Friday, July 20, 2012

The Piccinino by George Sand (1847)

This is Sand's Sicilian romance, and is classically her, with a rich landscape, young love, a political/philosophical battle, a mystery and the threat of violence. Its overwhelming colours are black and green, and its landscape a tortuous one. The black is the lava, spewed up from Aetna, which underlays the landscape in the area around Catania where the main action is set. The green is all of the intense bright verdure which grows on this super-fertile mix.
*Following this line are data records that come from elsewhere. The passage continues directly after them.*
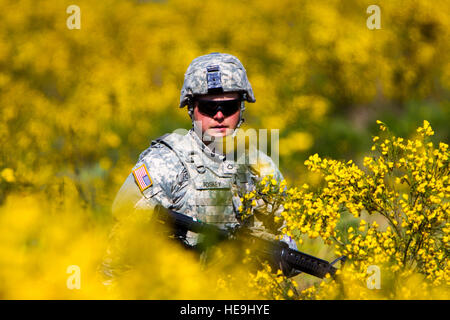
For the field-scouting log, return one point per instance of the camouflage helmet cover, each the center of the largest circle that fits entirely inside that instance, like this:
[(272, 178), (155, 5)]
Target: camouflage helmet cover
[(231, 76)]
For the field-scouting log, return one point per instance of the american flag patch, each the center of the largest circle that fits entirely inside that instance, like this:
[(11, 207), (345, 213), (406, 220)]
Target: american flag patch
[(142, 177)]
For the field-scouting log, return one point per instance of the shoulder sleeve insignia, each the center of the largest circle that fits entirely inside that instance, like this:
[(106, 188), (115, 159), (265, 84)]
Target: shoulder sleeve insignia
[(142, 177)]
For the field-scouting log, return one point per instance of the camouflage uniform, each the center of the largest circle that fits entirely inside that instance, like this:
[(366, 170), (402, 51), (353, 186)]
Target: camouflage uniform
[(190, 178), (185, 175)]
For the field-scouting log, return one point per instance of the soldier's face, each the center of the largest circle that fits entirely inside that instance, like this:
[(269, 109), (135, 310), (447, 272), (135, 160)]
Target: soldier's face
[(218, 119)]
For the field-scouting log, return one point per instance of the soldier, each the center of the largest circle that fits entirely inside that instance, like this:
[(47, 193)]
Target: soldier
[(191, 173)]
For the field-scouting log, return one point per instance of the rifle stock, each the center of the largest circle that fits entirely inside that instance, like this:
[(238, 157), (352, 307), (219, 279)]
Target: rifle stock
[(277, 253)]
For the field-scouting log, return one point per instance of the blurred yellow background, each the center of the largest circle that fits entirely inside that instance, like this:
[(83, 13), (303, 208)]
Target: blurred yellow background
[(78, 106)]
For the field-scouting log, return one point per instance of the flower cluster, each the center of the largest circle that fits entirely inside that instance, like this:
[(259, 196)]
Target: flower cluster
[(404, 190)]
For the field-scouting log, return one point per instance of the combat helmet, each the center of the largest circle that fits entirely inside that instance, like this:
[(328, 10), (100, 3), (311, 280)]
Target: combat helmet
[(214, 73)]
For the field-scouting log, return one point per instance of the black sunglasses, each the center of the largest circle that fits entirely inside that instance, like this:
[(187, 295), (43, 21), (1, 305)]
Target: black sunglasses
[(210, 108)]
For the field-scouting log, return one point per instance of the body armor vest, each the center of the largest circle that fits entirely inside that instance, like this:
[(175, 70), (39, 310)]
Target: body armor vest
[(214, 184)]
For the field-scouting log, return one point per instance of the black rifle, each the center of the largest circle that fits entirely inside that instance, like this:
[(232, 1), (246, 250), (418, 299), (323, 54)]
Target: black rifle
[(277, 253)]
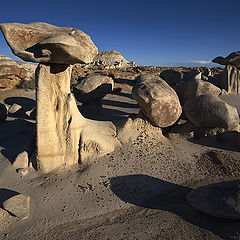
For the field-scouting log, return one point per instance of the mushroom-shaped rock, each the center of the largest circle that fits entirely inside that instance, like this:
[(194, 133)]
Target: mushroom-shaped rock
[(221, 200), (210, 111), (232, 59), (158, 101), (195, 87), (42, 42), (93, 87), (111, 59)]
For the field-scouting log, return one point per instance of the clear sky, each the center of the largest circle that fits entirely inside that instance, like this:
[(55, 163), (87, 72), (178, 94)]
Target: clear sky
[(149, 32)]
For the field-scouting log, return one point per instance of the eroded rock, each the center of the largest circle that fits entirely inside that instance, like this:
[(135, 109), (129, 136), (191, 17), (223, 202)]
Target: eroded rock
[(42, 42), (221, 200), (158, 101), (18, 205), (210, 111)]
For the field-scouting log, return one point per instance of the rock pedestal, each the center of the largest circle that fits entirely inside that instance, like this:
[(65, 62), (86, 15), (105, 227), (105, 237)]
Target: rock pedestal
[(231, 79), (64, 136)]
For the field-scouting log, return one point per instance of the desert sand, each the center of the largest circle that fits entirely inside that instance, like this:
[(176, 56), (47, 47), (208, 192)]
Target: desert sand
[(136, 192)]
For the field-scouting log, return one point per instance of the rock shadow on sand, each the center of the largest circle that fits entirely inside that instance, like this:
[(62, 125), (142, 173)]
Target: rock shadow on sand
[(153, 193)]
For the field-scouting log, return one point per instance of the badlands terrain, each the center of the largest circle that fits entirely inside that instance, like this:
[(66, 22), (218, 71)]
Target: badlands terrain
[(93, 146)]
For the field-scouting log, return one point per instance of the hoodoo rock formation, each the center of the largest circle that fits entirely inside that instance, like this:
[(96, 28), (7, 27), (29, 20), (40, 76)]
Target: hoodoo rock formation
[(230, 78), (64, 136)]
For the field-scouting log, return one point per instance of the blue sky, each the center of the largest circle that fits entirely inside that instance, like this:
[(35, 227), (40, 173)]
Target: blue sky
[(150, 32)]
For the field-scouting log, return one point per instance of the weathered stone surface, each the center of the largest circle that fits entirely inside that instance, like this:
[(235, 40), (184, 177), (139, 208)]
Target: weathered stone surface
[(210, 111), (21, 161), (5, 219), (11, 76), (111, 60), (14, 108), (221, 200), (18, 205), (232, 59), (3, 112), (195, 87), (64, 136), (172, 77), (42, 42), (93, 87), (159, 102), (230, 79)]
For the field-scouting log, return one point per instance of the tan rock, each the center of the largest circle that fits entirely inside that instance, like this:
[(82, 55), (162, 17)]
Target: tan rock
[(64, 136), (42, 42), (18, 205), (157, 99)]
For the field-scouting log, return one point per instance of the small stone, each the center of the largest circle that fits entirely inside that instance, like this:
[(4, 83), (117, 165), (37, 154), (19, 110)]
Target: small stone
[(18, 205), (21, 161), (14, 108)]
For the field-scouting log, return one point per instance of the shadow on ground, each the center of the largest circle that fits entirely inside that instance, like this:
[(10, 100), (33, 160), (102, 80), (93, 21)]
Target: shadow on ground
[(149, 192)]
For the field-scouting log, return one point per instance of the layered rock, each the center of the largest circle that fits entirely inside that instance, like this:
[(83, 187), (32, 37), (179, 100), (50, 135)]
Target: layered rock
[(221, 200), (64, 136), (208, 111), (230, 78), (195, 87), (158, 101), (42, 42)]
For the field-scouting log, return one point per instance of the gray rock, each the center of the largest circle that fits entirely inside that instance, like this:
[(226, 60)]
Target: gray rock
[(14, 108), (210, 111), (18, 205), (42, 42), (111, 60), (232, 59), (93, 87), (158, 101), (221, 200), (195, 87), (3, 112)]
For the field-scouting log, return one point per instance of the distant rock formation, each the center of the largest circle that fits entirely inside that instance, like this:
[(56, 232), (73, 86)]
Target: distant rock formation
[(110, 60), (64, 136), (230, 78)]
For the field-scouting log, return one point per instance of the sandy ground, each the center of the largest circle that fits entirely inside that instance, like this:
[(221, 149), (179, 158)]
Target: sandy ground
[(136, 192)]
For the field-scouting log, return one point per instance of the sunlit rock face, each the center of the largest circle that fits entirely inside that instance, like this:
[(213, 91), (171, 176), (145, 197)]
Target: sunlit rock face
[(45, 43)]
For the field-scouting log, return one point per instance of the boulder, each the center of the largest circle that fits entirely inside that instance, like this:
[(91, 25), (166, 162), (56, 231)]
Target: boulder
[(92, 88), (18, 205), (232, 59), (42, 42), (172, 77), (3, 112), (210, 111), (11, 76), (221, 200), (158, 101), (111, 60), (195, 87)]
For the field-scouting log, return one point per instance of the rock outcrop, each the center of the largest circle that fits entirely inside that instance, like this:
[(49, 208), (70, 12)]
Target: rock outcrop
[(42, 42), (221, 200), (208, 111), (158, 101), (230, 78), (110, 60), (187, 90), (64, 136)]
The landscape is tortuous because of the gullies and peaks all around, through which the characters climb and slip, into which their houses and palaces are built, accessible often by staircases in the rock and staring down chasms. It's a steamy feeling. The main man, Michel (that's short for Michelangelo, so Mee-kell, rather than the Mee-shell) Lavoratori, is taken with a local princess on his return to Sicily from Rome where he has been trying his way into art. She seems strangely connected to his mason-decorator father. Meanwhile the rumoured brigand of the hills, the Piccinino, campaigning furtively against Sicily's Neapolitan rulers of the time, also taken with the princess, slips in and out of a political intrigue surrounding the coming death of Sicily's invalid ruler, the princess' uncle. Michel discovers at a crucial point that all in his life is not what it has hitherto seemed, and the scene is set for he, the princess (the revealer of the mystery) and the Piccinino to play their important parts in the struggle for possible Sicilian freedom. Those who want tough concision, rather than expansive largesse, might find it frustrating. But as a typical example of Sandian high romance, this is full of rich colours and highly entertaining.